Mit 16 dachten wir, alles Gute kommt aus Amerika, seien es Bücher, Klamotten, Musik. Wie die Papageien im Käfig redeten wir von Dingen, von denen wir keine Ahnung hatten. Was wussten wir von Amerika? Nichts. Das Magazin “Im Ausland” schilderte die USA als eine Gesellschaft, die sich auf der Macht des Geldes gründet und wo die kleinbürgerliche Moral als einzig denkbare gepriesen wird.

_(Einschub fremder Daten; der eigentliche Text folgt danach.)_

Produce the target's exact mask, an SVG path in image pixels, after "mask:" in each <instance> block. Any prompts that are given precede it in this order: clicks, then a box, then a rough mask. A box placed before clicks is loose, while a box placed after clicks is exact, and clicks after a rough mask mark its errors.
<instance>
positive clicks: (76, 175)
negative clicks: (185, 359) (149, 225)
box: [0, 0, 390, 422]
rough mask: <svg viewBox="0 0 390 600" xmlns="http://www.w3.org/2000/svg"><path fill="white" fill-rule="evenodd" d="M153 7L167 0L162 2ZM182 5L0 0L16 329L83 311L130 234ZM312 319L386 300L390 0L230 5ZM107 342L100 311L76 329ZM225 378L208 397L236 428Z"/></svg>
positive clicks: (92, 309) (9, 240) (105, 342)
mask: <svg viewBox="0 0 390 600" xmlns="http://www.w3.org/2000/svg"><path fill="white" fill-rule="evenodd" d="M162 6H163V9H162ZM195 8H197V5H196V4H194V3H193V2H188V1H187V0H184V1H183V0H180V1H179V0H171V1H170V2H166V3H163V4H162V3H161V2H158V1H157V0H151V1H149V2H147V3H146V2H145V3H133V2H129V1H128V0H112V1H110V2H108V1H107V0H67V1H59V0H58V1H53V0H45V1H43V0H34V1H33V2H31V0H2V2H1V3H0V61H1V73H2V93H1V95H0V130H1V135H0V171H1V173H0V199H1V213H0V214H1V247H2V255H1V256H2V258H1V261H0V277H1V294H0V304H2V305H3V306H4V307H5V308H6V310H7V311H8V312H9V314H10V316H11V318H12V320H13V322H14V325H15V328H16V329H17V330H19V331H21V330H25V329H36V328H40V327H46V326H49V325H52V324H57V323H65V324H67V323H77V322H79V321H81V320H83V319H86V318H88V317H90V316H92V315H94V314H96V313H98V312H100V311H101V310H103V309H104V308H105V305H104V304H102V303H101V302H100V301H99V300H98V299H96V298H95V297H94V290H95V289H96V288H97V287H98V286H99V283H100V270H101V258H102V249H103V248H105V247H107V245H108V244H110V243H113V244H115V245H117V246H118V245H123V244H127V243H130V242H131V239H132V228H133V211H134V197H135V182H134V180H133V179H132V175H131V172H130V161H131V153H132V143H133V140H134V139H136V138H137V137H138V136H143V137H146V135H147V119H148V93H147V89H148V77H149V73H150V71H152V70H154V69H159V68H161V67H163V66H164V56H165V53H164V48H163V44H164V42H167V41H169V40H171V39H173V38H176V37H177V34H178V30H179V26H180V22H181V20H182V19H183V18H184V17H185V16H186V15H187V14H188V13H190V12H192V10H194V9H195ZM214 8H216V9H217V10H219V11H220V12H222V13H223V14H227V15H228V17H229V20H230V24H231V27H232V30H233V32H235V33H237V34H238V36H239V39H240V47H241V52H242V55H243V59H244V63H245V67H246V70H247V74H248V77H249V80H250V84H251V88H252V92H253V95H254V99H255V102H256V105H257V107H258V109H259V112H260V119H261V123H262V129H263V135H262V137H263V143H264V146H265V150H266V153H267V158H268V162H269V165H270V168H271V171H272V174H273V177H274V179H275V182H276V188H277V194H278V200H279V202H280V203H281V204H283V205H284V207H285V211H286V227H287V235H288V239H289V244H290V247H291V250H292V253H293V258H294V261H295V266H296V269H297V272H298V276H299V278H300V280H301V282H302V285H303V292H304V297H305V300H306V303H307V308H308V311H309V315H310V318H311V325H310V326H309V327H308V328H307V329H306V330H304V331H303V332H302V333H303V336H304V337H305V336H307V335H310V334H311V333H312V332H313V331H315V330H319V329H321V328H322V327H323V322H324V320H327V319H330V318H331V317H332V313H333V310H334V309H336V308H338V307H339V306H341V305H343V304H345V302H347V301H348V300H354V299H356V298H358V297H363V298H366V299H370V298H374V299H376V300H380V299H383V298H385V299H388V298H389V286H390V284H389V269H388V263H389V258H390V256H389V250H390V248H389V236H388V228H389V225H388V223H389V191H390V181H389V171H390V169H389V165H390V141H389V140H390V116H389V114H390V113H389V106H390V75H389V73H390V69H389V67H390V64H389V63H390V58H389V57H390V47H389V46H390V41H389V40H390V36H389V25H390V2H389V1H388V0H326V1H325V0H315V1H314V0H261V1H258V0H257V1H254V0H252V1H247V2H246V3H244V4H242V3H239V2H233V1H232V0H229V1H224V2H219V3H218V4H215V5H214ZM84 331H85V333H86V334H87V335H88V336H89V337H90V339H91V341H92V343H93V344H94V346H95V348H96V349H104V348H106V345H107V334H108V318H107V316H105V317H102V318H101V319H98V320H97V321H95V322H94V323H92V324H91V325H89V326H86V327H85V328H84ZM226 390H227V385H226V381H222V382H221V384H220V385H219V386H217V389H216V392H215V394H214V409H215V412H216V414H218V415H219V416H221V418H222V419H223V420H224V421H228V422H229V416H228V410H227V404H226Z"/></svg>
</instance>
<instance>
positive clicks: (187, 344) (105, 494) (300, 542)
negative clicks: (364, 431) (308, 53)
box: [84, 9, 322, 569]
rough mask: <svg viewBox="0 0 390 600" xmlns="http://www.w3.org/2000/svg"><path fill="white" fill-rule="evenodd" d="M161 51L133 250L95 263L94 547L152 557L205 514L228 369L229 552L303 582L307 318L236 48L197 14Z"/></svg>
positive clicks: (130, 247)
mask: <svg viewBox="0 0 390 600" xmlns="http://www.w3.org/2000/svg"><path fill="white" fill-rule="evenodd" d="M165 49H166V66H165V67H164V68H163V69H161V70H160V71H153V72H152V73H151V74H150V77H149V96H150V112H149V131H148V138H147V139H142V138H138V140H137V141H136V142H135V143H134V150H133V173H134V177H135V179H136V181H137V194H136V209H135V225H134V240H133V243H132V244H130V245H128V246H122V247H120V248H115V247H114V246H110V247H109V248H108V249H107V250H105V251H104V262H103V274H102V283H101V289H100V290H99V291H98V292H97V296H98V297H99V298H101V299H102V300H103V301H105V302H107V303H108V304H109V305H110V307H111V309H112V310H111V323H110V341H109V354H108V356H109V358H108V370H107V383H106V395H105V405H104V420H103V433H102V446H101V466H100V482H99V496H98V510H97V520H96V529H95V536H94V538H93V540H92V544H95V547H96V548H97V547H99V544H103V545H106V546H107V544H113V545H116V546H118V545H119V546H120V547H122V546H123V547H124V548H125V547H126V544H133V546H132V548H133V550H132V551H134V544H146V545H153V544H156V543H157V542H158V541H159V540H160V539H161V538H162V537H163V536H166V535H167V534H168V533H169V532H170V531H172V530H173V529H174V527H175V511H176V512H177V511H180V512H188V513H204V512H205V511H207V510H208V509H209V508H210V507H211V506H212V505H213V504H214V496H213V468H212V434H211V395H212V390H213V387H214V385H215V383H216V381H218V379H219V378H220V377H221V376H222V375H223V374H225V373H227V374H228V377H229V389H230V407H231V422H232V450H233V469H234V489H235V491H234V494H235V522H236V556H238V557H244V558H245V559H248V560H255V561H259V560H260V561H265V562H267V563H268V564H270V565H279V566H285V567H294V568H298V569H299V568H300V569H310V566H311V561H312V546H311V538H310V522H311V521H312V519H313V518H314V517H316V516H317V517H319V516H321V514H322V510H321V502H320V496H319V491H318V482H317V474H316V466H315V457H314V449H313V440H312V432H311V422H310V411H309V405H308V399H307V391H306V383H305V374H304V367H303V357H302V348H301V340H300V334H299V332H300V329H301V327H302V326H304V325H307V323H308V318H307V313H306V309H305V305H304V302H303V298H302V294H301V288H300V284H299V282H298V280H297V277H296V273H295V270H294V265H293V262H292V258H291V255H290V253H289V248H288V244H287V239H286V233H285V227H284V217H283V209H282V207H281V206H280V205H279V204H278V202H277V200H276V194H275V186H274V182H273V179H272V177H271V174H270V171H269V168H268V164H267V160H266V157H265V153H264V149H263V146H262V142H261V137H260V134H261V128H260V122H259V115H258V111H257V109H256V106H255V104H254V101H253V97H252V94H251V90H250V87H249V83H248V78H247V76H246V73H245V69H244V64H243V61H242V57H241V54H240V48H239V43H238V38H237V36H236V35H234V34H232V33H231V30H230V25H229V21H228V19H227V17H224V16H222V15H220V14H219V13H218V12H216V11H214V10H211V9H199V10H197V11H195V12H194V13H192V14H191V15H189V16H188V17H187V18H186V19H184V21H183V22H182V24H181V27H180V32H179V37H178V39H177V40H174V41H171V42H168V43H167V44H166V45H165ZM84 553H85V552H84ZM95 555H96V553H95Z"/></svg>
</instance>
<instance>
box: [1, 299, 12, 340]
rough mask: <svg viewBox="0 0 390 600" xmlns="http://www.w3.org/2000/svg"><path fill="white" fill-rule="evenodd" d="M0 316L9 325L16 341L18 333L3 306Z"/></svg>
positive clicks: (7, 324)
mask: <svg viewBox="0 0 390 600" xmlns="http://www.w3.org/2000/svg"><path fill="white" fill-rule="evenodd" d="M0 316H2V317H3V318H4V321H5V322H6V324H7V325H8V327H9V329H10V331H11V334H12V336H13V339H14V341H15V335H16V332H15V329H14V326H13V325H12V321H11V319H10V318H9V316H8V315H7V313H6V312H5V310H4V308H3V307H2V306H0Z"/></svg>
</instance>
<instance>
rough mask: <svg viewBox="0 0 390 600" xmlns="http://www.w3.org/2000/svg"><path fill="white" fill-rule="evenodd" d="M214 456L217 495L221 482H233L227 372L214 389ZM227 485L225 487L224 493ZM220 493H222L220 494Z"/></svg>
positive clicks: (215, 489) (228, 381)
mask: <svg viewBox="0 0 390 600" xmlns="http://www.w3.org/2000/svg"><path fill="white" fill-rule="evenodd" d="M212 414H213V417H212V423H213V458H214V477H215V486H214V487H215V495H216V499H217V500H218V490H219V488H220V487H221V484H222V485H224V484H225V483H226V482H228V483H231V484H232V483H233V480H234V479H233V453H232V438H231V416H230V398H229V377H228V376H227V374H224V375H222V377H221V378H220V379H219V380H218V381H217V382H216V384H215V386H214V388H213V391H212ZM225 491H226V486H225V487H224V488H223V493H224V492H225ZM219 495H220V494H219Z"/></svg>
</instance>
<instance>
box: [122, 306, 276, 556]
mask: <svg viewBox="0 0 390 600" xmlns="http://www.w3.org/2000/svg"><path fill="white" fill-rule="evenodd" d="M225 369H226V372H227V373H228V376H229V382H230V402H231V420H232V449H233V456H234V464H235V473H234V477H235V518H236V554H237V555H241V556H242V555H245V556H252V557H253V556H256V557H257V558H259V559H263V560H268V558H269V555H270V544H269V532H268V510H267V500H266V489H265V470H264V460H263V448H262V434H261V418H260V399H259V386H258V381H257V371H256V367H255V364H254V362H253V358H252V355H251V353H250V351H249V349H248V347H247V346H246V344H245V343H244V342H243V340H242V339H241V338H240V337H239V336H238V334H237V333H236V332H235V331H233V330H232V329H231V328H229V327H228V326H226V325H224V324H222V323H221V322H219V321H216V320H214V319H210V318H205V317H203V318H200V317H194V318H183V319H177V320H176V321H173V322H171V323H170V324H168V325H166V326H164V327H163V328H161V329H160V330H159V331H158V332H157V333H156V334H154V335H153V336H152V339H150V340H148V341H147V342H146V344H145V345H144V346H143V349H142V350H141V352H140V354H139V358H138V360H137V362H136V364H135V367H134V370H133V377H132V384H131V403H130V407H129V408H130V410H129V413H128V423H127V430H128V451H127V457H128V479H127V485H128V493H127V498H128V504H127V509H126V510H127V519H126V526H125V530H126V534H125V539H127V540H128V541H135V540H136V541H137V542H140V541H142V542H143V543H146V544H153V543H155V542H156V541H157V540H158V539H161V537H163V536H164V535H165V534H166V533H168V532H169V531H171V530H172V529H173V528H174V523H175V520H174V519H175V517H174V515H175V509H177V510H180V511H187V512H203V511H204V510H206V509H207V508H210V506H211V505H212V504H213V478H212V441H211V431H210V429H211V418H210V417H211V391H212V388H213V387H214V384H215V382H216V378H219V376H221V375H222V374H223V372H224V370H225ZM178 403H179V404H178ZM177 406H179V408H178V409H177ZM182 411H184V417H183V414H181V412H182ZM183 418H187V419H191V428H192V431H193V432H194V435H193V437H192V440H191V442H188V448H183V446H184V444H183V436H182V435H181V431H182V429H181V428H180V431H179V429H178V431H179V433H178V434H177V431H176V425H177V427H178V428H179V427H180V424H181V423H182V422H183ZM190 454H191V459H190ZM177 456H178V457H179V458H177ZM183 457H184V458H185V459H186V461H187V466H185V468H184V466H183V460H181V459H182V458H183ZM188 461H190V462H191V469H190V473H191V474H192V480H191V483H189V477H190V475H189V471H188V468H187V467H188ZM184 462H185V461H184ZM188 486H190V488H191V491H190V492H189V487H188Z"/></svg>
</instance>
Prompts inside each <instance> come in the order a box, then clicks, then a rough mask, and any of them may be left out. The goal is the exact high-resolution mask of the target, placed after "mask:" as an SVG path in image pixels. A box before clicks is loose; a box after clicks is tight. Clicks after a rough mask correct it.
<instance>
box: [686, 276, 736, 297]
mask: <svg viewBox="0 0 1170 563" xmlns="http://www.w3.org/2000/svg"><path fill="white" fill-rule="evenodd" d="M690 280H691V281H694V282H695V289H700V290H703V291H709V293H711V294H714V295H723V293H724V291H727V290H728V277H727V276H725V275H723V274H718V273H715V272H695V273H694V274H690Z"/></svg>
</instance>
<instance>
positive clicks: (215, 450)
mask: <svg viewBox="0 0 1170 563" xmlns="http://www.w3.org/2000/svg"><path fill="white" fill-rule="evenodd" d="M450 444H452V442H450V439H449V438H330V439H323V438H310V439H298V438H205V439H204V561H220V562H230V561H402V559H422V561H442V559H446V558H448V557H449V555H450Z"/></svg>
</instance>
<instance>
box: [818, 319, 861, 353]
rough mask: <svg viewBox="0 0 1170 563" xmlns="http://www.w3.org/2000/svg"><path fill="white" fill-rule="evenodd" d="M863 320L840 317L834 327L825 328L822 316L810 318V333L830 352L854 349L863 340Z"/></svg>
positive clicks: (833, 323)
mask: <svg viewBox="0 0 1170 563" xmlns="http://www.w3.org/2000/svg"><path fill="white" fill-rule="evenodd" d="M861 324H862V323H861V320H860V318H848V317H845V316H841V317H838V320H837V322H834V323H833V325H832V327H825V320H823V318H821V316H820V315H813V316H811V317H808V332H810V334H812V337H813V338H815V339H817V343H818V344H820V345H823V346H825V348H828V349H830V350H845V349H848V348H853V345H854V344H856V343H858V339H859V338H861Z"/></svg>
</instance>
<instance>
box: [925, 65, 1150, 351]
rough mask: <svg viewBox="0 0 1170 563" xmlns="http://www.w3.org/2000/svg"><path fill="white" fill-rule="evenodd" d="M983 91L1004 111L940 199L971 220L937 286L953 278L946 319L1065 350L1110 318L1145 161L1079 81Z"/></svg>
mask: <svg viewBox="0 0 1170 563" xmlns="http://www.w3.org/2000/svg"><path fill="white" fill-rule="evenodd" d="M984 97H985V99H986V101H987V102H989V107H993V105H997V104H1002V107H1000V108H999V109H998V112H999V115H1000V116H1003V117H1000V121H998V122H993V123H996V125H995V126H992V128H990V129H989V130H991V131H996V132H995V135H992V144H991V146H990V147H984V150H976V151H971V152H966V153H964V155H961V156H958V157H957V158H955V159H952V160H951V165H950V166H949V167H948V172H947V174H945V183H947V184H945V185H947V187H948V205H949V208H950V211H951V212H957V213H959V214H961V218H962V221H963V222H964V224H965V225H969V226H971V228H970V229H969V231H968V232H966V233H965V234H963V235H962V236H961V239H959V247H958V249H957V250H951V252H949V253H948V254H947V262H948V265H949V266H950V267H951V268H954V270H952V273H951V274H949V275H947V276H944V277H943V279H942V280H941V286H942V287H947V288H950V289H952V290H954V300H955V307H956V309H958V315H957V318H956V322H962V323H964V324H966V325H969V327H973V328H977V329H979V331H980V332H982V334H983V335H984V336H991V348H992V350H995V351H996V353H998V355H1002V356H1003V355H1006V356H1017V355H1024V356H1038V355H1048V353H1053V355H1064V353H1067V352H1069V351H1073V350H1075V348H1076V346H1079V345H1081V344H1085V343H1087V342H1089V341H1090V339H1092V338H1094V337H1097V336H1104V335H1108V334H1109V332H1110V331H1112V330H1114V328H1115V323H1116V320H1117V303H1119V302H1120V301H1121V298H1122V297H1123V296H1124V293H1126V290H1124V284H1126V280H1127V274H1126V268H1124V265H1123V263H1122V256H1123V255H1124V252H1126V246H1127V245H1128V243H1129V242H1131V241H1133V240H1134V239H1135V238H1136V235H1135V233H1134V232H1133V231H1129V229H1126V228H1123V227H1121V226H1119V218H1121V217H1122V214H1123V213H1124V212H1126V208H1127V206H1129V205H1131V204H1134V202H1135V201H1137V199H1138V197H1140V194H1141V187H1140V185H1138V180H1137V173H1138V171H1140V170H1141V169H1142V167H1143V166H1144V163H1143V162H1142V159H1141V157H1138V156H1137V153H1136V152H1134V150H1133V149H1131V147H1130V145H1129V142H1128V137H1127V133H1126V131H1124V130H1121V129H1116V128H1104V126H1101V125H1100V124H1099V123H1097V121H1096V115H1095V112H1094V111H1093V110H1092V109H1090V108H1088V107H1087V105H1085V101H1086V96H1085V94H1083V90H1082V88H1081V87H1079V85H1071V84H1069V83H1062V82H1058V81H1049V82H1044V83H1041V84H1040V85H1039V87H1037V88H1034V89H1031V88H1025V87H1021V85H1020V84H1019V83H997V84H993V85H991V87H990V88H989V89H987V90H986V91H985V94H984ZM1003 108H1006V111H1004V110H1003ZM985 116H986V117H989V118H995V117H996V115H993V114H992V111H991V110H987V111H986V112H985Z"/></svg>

Im Fernsehen kamen ab und zu Bilder von unterdrückten Werktätigen, die in den USA ein Bettlerdasein führen und ständig bis auf den letzten Pappkarton von den Kapitalisten ausgenommen werden. Regelmäßig konnte man auch das glückliche Gesicht von Dean Reed im Fernsehen sehen. Ihm war es gelungen, aus Amerika zu fliehen: Heilfroh sang er nun in der DDR “Guantanamera”. Wir glaubten dieser Propaganda nicht. Bestimmt waren die Penner aus dem Fernsehen extra von der Sowjetunion nach Amerika eingeflogen worden, um dort für die schrecklichen Bilder der Armut zu posieren. Dean Reed hielten wir für gekidnapped. Trotz seines ständigen Lächelns wirkten seine Augen traurig: Klar, er wollte zurück. Obwohl wir also von Amerika damals kein klares Bild hatten, genügte uns allein schon die Tatsache, dass irgendwo ein Land existierte, in dem alles anders als bei uns war, es zu lieben und zu verherrlichen. Im Nachhinein würde ich sagen: dieses “Amerika” war unsere Kindheit gewesen.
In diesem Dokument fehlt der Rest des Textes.